In March 2007, Oklahoma State announced its new “Gift of a Lifetime” donorship program, a seemingly-progressive idea that would ‘lock in’ as much as $280M of funding over the next 20-25 years for the athletic department. The premise is undoubtedly macabre: twenty-eight prominent, wealthy and (lest we forget) old OSU donors would allow the university to take out $10M life insurance policies on each of them, with the expectation that when they croak in the next couple of decades, the school would reap the benefits of the policies. In order to start paying the premiums, uber-Cowboy alumnus T. Boone Pickens (who brought the idea to bear) even fronted a loan of $10M to the university.
Sounds like a great idea, right? Everybody has to die, and the odds are greater that those doing the dying are people who are already old. It’s a can’t-miss. The problem is that insurance companies such as Lincoln National aren’t in the business of giving away money, so they use all these neat little actuarial tables with lots of fancy numbers and formulas to figure out how to screw the consumer minimize their risk and maximize their profits.
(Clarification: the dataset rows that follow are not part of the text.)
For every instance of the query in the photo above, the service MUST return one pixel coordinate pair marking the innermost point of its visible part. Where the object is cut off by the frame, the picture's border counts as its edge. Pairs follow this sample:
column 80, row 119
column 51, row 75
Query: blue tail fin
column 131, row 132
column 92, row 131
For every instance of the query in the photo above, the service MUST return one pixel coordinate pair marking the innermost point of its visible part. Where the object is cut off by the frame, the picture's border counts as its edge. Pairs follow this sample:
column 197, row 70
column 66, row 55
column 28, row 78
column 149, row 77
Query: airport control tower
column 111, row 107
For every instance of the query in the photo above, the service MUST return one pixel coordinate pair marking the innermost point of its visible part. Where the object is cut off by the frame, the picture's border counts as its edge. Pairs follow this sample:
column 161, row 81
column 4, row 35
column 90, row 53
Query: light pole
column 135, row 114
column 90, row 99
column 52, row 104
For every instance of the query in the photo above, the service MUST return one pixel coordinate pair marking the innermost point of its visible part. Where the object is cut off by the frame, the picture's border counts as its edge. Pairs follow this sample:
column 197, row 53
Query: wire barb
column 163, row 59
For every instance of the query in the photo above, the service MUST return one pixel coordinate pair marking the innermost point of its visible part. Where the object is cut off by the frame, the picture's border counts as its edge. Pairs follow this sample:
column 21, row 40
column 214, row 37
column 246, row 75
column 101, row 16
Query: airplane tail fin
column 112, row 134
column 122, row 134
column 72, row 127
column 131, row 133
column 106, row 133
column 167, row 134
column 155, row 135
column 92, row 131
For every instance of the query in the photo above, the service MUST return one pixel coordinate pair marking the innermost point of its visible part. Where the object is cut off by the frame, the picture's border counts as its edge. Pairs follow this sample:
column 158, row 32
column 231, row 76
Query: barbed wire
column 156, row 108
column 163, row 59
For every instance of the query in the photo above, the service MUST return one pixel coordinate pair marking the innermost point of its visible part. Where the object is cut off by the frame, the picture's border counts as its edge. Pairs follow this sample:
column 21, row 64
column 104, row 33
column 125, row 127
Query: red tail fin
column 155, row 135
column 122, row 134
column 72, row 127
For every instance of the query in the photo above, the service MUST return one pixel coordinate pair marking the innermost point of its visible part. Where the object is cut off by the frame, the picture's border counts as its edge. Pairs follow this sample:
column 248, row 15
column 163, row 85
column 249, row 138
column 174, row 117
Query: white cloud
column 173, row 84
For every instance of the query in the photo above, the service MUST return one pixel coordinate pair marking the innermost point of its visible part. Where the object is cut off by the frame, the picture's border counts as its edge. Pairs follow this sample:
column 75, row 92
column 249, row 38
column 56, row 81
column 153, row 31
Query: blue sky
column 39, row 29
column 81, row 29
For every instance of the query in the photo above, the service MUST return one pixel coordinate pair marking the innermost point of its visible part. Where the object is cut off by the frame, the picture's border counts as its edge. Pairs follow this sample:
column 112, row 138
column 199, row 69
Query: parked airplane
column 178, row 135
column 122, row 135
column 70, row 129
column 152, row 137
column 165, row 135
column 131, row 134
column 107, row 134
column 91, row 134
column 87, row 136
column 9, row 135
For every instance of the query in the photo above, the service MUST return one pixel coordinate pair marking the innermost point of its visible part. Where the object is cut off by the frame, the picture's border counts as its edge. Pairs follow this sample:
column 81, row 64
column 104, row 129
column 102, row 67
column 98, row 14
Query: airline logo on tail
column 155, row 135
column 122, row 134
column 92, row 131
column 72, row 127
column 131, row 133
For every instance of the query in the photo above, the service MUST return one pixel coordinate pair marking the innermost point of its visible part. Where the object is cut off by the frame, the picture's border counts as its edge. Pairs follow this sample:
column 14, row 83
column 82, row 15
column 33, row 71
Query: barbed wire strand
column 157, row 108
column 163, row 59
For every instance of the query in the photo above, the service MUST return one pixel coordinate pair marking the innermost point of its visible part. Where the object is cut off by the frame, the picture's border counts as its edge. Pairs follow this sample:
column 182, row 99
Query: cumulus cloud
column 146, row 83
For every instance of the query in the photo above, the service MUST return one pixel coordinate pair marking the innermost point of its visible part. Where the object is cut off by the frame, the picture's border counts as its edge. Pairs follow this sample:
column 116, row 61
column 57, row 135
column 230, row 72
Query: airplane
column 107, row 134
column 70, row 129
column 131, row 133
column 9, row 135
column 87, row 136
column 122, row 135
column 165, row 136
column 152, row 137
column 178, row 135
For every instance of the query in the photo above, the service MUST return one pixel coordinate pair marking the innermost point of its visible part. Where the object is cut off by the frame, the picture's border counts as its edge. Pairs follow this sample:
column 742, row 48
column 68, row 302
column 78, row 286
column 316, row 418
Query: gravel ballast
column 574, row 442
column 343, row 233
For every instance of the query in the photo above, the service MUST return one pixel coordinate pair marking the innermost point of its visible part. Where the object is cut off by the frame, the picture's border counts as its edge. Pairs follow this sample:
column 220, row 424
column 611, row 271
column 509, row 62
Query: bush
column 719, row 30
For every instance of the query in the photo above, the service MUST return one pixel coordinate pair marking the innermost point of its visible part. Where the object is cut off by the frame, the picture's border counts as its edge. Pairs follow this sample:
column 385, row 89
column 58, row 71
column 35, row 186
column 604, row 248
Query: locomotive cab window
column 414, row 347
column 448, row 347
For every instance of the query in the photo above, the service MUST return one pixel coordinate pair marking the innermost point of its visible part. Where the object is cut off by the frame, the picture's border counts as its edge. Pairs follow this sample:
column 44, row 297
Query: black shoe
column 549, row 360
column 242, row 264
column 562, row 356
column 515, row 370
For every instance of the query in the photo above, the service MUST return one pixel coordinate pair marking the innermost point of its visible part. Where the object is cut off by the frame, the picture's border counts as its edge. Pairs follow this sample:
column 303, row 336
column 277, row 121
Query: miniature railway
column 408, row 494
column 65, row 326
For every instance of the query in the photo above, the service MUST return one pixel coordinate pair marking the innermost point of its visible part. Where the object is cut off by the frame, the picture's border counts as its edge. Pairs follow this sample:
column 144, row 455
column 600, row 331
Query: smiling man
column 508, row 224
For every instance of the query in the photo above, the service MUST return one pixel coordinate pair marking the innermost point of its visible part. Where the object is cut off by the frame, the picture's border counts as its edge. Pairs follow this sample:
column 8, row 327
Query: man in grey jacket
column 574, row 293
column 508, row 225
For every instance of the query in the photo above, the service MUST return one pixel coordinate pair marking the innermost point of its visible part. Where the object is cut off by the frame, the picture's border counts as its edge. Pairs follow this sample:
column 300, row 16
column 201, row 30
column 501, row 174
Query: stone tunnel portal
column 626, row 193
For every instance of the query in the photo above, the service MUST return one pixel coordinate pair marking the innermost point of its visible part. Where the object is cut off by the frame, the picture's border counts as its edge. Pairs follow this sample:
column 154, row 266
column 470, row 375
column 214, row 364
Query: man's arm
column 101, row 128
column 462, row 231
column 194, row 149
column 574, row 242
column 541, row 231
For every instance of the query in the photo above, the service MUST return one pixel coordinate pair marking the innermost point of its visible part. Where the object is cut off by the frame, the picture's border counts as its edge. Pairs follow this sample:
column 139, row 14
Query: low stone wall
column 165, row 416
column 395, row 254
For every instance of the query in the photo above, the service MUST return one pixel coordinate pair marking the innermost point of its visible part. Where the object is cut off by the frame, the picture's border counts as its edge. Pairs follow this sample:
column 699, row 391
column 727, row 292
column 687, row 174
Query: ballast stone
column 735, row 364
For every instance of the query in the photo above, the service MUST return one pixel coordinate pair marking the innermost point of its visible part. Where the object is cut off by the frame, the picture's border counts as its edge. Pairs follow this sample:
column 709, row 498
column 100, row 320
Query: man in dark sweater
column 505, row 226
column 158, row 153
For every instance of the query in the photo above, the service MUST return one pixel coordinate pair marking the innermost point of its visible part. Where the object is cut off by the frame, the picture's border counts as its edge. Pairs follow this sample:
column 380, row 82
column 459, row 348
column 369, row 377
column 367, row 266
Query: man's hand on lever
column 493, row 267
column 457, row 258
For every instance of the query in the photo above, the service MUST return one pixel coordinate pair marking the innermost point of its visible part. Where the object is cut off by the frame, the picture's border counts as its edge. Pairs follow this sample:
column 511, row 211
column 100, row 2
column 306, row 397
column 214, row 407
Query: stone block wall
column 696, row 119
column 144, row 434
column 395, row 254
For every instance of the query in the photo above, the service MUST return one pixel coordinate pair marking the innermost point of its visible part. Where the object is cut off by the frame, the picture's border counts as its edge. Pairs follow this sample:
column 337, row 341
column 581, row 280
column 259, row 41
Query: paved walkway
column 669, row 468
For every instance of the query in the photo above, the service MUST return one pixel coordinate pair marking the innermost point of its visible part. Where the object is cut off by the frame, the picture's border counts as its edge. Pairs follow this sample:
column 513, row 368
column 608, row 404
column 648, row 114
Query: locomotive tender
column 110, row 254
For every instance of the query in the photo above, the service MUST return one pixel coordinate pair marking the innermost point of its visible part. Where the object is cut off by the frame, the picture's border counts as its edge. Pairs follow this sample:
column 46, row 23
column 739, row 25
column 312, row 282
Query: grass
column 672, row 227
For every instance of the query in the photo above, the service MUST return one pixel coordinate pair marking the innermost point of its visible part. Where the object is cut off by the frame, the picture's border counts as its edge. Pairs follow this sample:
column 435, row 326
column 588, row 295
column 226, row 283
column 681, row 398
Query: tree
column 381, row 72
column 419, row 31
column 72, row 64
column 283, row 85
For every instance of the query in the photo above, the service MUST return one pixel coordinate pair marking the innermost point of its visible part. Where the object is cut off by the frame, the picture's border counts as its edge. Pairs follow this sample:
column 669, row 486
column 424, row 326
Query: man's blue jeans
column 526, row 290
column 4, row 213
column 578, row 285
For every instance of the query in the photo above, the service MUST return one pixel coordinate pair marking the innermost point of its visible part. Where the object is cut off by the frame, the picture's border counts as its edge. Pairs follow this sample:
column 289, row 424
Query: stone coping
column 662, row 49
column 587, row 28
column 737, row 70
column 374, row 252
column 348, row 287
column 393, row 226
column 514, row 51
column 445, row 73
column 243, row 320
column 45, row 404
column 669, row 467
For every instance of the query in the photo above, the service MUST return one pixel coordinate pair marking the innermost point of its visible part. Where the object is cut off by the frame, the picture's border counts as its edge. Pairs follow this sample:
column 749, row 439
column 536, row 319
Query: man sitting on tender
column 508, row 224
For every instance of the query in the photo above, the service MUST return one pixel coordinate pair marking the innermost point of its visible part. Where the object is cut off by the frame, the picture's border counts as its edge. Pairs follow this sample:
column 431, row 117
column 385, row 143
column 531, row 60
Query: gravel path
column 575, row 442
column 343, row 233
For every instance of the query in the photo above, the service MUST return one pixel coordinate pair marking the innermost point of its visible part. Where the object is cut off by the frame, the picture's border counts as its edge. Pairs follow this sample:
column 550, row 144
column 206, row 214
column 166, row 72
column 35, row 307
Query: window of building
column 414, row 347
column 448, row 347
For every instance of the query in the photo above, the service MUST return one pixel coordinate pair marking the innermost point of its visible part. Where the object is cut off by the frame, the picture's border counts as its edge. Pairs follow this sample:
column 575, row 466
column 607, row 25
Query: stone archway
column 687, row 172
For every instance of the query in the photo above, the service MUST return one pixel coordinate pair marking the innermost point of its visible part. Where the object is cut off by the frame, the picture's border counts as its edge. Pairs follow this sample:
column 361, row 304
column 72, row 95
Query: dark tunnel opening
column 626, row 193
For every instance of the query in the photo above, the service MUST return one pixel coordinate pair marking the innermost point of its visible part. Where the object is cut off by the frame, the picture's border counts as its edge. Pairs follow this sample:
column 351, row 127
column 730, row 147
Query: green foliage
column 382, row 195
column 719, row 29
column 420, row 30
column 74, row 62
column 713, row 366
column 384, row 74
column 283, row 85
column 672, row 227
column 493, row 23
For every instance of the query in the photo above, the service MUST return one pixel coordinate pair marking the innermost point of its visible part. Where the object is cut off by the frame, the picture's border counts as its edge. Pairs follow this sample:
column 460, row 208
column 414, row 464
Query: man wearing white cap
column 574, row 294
And herein lies the rub. The premiums that Oklahoma State must pay on an annual basis are ridiculously expensive! According to reports out today, OSU paid the first two premiums of $16M+ without so much as seeing the terms of the policies. Some simple math tells you that a yearly outlay of that kind of coin will put you in a hole very fast if those donors are having a particularly healthy year — in fact, a few more years at that rate and the OSU brass may have been pushing Washington a little harder for those ‘death panels’ we heard so much about last summer.
When the third premium came due in 2009, Oklahoma State finally looked at the terms of the policies and didn’t like what it saw. The school canceled the deal, and now they are suing Lincoln National for the $33M of premiums, alleging misrepresentations of the policy terms and “pure conjecture” used to justify the potential payouts. Lincoln National is countersuing OSU for breach of contract. Are you as appalled as we are after reading the last two paragraphs? How can a school’s athletic director (and whoever Mike Holder had to get to sign off on it) pay millions upon millions of dollars to a company without so much as seeing the terms and conditions of the agreement? Look, we’re just as guilty as the next guy for skimming the terms of our cell phone and cable contracts, but those agreements are in the three-figure range, not ten. It reminds us of the ‘memorandum of understanding’ that Mitch Barnhart at Kentucky signed Billy Gillispie to in place of a formal contract — a mistake that ended up costing the university $3M. An equally audacious error here could end up costing Oklahoma State ten times that much, and who will be held accountable for that — Holder? T. Boone? Eddie Sutton’s liver?